Впрочем, тебе все равно.
Даже в каком-то смысле радостно: сейчас откроется люк, а значит,
откроется правда - что там?
Словно вняв мольбе твоей радости, крышка люка проваливается вниз,
слитный вой толпы оглушает ("А-а-ахххх!.. А-а-а..."), и ты летишь, летишь,
летишь в бездну с обрывком веревки на шее - смешной, страшный, безнадежный
флаг бывшей жизни.
"Что за страна! - ворчит над ухом кто-то. Он всегда ворчит, когда тебе
снится повешенье; он брюзга и циник, этот странный кто-то, слишком часто
называющий себя просто "я". - Проклятая страна! Повесить - и то не могут
как следует!.."
Впрочем, тебе все равно.
А невидимая рука, еще миг назад сжимавшая твое плечо, рвет в вышине
обертки карточных колод, и вслед тебе, в пасть бездны, сыплются крылышки
тропических бабочек, атласные листья, цветной снегопад: алые ромбы,
багряные сердца, аспидно-черные острия пик и кресты с набалдашниками по
краям...
Красное и черное.
Кровь и угли.


* * *


...проснулась.
Простыни, нагретые за ночь, сбились вокруг в тесное, уютное гнездышко.
В таком и подобает спать солидной даме, женщине... ну, скажем, средних
лет; человеку с положением в обществе.
А мужу подобает спать в отдельной спальне, что, собственно, муж и
делает.
Помнишь, Княгиня? - ты лежала с открытыми глазами, глядя в потолок.
Алебастровая белизна казалась экраном модного синематографа "Меркурий":
сейчас невидимый механик (невидимый? опять?!) запустит свою машинерию,
волшебный луч прорежет мрак, и начнут бежать по чистому полю: дни, годы,
друзья, враги...
Подумалось невпопад: сегодня Феденька должен вернуться из Полтавы.

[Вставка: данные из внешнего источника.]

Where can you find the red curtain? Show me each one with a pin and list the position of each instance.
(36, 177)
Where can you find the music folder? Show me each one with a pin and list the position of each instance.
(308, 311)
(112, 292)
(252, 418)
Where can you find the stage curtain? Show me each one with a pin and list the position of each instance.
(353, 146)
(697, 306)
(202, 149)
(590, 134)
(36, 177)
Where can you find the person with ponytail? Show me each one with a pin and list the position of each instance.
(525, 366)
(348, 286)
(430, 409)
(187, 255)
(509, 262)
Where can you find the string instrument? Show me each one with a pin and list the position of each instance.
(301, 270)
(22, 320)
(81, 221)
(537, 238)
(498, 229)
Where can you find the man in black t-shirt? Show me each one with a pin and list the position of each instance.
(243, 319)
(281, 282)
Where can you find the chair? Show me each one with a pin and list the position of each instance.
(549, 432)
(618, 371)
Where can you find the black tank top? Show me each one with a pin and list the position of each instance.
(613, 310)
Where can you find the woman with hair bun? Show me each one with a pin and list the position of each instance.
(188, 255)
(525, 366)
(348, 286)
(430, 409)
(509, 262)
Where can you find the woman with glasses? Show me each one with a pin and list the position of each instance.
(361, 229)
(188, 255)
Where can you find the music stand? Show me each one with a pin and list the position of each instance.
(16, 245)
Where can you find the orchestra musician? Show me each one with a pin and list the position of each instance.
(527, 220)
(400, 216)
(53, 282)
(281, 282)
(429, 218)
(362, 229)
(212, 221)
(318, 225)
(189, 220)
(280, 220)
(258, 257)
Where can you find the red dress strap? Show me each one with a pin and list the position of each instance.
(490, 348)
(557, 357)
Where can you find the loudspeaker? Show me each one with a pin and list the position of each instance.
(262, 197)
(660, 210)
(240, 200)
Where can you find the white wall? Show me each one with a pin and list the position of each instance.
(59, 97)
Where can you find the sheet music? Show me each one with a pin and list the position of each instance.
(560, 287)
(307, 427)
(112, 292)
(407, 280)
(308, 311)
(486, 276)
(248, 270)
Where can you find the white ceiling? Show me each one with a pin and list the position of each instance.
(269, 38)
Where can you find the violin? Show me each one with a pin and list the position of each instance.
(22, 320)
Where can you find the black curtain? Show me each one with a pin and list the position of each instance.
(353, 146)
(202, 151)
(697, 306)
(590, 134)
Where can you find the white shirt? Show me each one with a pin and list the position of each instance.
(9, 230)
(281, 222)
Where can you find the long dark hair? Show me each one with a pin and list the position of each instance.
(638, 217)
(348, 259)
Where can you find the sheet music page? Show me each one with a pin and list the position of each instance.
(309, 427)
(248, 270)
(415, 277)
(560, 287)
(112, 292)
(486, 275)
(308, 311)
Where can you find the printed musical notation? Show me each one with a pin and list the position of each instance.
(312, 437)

Непременно заедет сюда, в Малыжино. Непременно. Похвастаться: фабрикант
Крейнбринг, известный меценат, обещался субсидировать издание нового
сборника стихов Федора Сохатина. За малую мзду - упоминание фамилии
Крейнбринга на титульном листе, да еще посещение модным поэтом салона
госпожи Крейнбринг.
Небось ворчать станет Феденька: надоели. Влажные глаза поклонниц -
надоели; рукоплескания - надоели; "Автограф! весьма обяжете!.." - хуже
горькой редьки.
Лжет господин сочинитель. И сам знает, что лжет.
Он без этого жить не может.
Ты ведь сама видела, Княгиня: филармонический зал, ряд за рядом,
встает, захлебывается овацией, и высокий мужчина во фраке кланяется на
авансцене, прикладывает ладонь к сердцу, а лицо у мужчины - не лицо,
зеркало.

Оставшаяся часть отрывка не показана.